Selkirk head coach Scott Wight said the young player would be greatly missed.
“Harris was someone everyone got on with, and he always had bags of enthusiasm, hardly ever missing a training session. His passing has come as a massive shock, which I honestly don’t think has sunk in yet with some of our players. He was one of us, and his absence is going to be keenly felt.”
Selkirk Rugby Club’s chairman, Dennis Henderson, commented: “The affection in which Harris was held is reflected by the huge number of tributes which have been paid to him on social media by team-mates and supporters.
“He was a popular figure at the club, and his tragic loss has been deeply felt by everyone at Philiphaugh. The club’s thoughts are very much with his family at this difficult time.”
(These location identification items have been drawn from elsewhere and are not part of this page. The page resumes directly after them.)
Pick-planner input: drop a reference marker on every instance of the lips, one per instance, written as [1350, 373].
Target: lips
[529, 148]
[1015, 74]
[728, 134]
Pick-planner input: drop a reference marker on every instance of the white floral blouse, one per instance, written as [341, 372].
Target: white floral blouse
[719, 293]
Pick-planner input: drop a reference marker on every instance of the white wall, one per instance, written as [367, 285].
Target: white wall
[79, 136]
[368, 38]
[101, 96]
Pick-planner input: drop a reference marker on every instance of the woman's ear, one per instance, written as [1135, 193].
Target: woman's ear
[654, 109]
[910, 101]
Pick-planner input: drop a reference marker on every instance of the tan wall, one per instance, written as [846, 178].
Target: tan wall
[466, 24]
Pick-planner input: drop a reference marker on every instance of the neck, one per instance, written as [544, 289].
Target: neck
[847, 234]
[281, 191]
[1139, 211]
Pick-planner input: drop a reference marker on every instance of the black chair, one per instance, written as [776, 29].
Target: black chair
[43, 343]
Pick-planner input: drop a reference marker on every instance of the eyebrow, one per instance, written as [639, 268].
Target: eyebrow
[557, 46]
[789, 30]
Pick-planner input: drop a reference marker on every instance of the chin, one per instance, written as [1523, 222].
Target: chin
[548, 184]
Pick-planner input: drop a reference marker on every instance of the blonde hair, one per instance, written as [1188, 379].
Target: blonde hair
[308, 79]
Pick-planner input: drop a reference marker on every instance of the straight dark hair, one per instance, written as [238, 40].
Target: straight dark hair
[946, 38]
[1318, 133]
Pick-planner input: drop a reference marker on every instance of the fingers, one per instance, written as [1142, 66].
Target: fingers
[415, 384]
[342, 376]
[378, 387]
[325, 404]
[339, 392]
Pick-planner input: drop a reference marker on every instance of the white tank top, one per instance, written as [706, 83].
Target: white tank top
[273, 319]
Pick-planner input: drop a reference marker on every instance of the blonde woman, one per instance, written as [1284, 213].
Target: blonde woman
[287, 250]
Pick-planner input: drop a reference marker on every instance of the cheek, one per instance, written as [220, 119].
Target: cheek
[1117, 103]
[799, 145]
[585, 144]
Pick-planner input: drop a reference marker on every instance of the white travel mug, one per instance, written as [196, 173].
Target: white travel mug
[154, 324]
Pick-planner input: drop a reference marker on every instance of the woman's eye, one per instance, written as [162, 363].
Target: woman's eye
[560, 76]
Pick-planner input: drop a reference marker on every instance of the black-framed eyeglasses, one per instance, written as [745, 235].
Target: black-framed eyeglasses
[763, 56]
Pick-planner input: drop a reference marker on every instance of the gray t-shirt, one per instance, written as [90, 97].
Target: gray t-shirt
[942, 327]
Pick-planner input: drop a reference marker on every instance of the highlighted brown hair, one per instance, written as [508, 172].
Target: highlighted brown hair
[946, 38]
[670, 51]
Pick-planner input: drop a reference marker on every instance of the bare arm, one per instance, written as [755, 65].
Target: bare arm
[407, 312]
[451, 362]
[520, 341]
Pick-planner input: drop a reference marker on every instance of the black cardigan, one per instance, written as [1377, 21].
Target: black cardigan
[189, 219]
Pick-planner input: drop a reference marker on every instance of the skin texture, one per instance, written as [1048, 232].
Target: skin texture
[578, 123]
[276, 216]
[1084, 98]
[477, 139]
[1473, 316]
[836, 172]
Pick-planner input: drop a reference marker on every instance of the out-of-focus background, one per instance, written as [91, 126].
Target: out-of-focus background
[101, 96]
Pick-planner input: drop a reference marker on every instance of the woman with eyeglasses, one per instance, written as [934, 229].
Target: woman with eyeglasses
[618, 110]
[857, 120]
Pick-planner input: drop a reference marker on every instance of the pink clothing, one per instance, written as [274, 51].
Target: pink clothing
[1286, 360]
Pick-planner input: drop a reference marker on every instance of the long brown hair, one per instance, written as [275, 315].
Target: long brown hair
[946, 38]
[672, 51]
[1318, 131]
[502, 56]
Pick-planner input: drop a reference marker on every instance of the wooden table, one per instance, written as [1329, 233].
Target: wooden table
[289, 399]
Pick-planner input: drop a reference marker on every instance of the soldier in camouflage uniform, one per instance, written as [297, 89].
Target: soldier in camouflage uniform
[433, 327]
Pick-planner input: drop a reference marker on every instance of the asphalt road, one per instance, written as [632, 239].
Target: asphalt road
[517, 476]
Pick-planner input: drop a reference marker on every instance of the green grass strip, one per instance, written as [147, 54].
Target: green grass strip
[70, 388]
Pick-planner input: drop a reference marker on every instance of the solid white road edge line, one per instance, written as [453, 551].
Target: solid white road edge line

Messages of condolence have been received from both Scottish Rugby and Edinburgh Rugby, as well as from a host of other rugby clubs, including Hawick, Melrose and Kelso in the Borders, and from Stewart’s/Melville, Currie Chieftains, Highland and Glasgow Hawks in the wider rugby community.
Educated at Lilliesleaf Primary and Selkirk High School, Harris also spent a spell at Loretto School in Edinburgh.
This week Harris was fondly recalled by former Selkirk High School depute rector Graham Marshall.
“Harris had always been a bit of an individual,” said Mr Marshall, “and I think this individuality and his unfailing politeness and cheerfulness couldn’t help but make you like him.
“There was also a vulnerability there, and although he faced challenges to find his niche, he had massive family support. Harris was very much his own man, and his likeability meant people would always want to help.
“He was always committed about his work at school, and particularly about his rugby. When it came to tackling, it often seemed Harris had made more tackles during a game than the rest of the team put together.”
A fast-running wing threequarter, after leaving school Harris turned out for Selkirk Youth Club, having started his rugby-playing days in the Selkirk Rhinos mini-rugby section.
Harris’s sporting talents weren’t confined to the rugby field. He turned out for St Boswells Cricket Club, and attended tennis coaching with well-known local coach Ian Reilly from his early years at St Boswells and then Melrose Waverley Tennis Club.
“He was a talented player,” said Mr Reilly, “a lefty with his own unique style and a character on and off court, representing Melrose at junior and senior level in the Border Leagues.
“He was a quiet but very popular member of club and will be sorely missed by all who knew him. I am shocked at the news and will miss Harris greatly.”
In addition Harris was an accomplished accordion player, having being tutored by renowned Borders music teacher Iain Lowthian.
“I first began taking Harris for lessons on the piano accordion when he was in P6,” said Mr Lowthian, “and it was apparent even then he had a natural talent.
“He went on to achieve an ‘A’ grade in his Higher Music exam, and was always determined to play at full dance tempo, which he duly achieved.
“He also produced some delightful compositions.” While at school, he also took part in the Duke of Edinburgh Award Scheme.
Harris is survived by his parents Dave and Jane, older sister Katie and younger brothers Patrick and Robbie, to whom deepest sympathies are extended.